Rz. 225

In Niedersachsen wurde zur Besteuerung der Grundstücke als wirtschaftliche Einheiten des Grundvermögens (sog. Grundsteuer B) – abweichend vom Bundesrecht – ein sog. „"Flächen-Lage-Modell" eingeführt. Analog zum "Flächen-Faktor-Verfahren" in Hessen erweitert das niedersächsische "Flächen-Lage-Modell" das bayerische – reine – Flächenmodell (siehe Rz. 70 ff.) zwecks Lagedifferenzierung um einen Lagefaktor, der sich aus dem Verhältnis des Bodenrichtwerts der Bodenrichtwertzone, in der das zu bewertenden Grundstücks liegt, zum durchschnittlichen Bodenrichtwert der Gemeinde ermittelt und mithilfe eines Exponenten in Höhe von 0,3 gedämpft wird. Es handelt sich hierbei nicht um eine "Vollregelung" des gesamten Grundsteuer- und Bewertungsrechts, sondern lediglich um Abweichungen vom Bundesrecht, einschließlich erforderlicher Ergänzungen. Soweit der Landesgesetzgeber keine abweichenden Regelungen getroffen hat, findet das bundesgesetzlich geregelte Grundsteuer- und Bewertungsrecht als "partielles Bundesrecht" weiter Anwendung.[1]

 

Rz. 226

Im Gegensatz zum hessischen "Flächen-Faktor-Verfahren" hält das niedersächsische "Flächen-Faktor-Verfahren" jedoch an dem dreistufigen Besteuerungsverfahren für die Grundsteuer B fest. Auf der ersten Stufe werden für die wirtschaftlichen Einheiten des Grundvermögens – abweichend von den Grundsteuerwerten im Bundesmodell – Äquivalenzbeträge festgestellt. In dem Feststellungsbescheid sind ergänzend auch Feststellungen zu treffen über die Fläche von Grund und Boden und die Gebäudeflächen sowie ihre Einordnung als Wohn- oder Nutzfläche. Hierauf aufbauend wird auf der zweiten Stufe durch Anwendung landesrechtlich vorgegebener Grundsteuermesszahlen auf die festgestellten Äquivalenzbeträge für den Grund und Boden und etwaiger Gebäude der Grundsteuermessbetrag ermittelt und festgesetzt. Auf der dritten Stufe erfolgt schließlich die eigentliche Grundsteuerfestsetzung durch die Gemeinden, die hierbei die von ihnen bestimmten Hebesätze auf den Grundsteuermessbetrag anwenden.

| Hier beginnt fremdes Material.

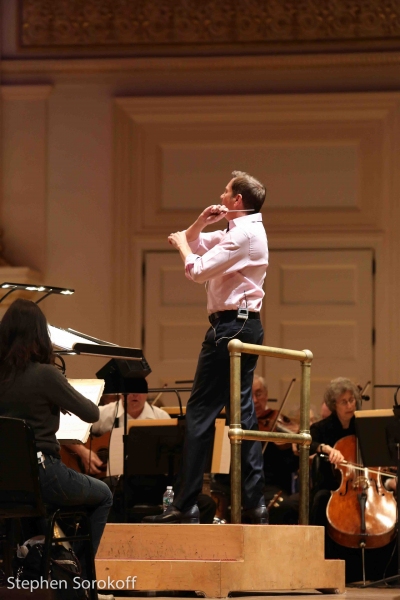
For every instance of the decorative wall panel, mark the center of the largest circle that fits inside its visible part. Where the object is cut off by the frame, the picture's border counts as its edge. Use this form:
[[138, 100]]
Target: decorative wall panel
[[320, 159], [214, 25]]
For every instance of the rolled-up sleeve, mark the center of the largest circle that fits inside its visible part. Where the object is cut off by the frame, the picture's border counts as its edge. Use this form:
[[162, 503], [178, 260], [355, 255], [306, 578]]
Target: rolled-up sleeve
[[230, 255]]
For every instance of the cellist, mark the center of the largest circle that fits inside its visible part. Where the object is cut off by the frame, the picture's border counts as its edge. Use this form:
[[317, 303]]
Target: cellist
[[342, 397]]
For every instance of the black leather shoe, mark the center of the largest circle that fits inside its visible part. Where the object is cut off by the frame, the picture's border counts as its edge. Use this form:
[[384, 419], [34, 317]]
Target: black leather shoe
[[174, 515], [255, 516]]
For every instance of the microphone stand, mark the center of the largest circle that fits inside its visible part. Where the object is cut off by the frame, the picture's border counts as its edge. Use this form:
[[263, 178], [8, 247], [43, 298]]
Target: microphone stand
[[396, 412], [125, 463]]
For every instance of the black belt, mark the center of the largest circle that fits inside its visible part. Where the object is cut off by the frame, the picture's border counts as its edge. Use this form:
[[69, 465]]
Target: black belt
[[229, 315]]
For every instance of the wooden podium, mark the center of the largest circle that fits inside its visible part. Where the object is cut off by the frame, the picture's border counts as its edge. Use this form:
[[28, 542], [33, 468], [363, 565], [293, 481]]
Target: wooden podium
[[218, 559]]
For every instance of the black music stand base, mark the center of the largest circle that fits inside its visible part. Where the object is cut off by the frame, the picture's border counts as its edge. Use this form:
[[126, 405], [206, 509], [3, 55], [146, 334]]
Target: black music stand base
[[392, 578]]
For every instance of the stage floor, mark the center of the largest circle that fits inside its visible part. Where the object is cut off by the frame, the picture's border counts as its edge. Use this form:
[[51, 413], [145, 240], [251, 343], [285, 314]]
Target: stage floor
[[350, 594]]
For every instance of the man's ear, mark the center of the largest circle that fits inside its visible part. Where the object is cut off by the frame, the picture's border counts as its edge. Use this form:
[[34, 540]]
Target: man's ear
[[239, 198]]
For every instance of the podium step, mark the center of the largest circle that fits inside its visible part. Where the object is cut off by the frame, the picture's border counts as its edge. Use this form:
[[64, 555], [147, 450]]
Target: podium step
[[216, 559]]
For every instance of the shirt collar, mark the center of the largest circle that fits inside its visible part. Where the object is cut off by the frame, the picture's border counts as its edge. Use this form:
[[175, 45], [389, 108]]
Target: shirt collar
[[247, 219]]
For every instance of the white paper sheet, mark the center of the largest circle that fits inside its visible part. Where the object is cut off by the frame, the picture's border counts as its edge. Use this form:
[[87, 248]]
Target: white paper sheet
[[72, 429]]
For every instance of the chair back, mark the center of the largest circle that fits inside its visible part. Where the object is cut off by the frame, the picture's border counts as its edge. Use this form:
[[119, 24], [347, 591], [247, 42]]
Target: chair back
[[20, 493]]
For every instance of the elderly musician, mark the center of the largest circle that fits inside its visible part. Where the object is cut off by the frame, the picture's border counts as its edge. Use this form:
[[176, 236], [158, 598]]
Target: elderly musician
[[342, 398]]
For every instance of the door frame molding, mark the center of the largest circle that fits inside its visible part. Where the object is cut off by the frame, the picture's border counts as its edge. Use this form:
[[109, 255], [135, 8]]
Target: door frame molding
[[129, 313]]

Die Äquivalenzbeträge werden erstmals auf den 1.1.2022 allgemein festgestellt (Hauptfeststellung). Weitere turnusmäßige Hauptfeststellungen sind nicht vorgesehen. Die Lagefaktoren werden in Abständen von sieben Jahren automatisiert geprüft. Dies kann zu einzelfallbezogenen Betragsfortschreibungen führen.

Die Grundsteuermessbeträge werden im Anschluss an die Hauptfeststellung der Äquivalenzbeträge auf den 1.1.2025 allgemein festgesetzt (Hauptveranlagung). Im Fall der Neufeststellung des Äquivalenzbetrags aufgrund einer Betrags- oder Flächenfortschreibung erfolgt grundsätzlich auch eine Neufestsetzung des Grundsteuermessbetrags.

Sowohl für die Feststellung des Äquivalenzbetrags als auch für die Festsetzung des Grundsteuermessbetrags ist das Lagefinanzamt zuständig (§§ 18, 22 AO).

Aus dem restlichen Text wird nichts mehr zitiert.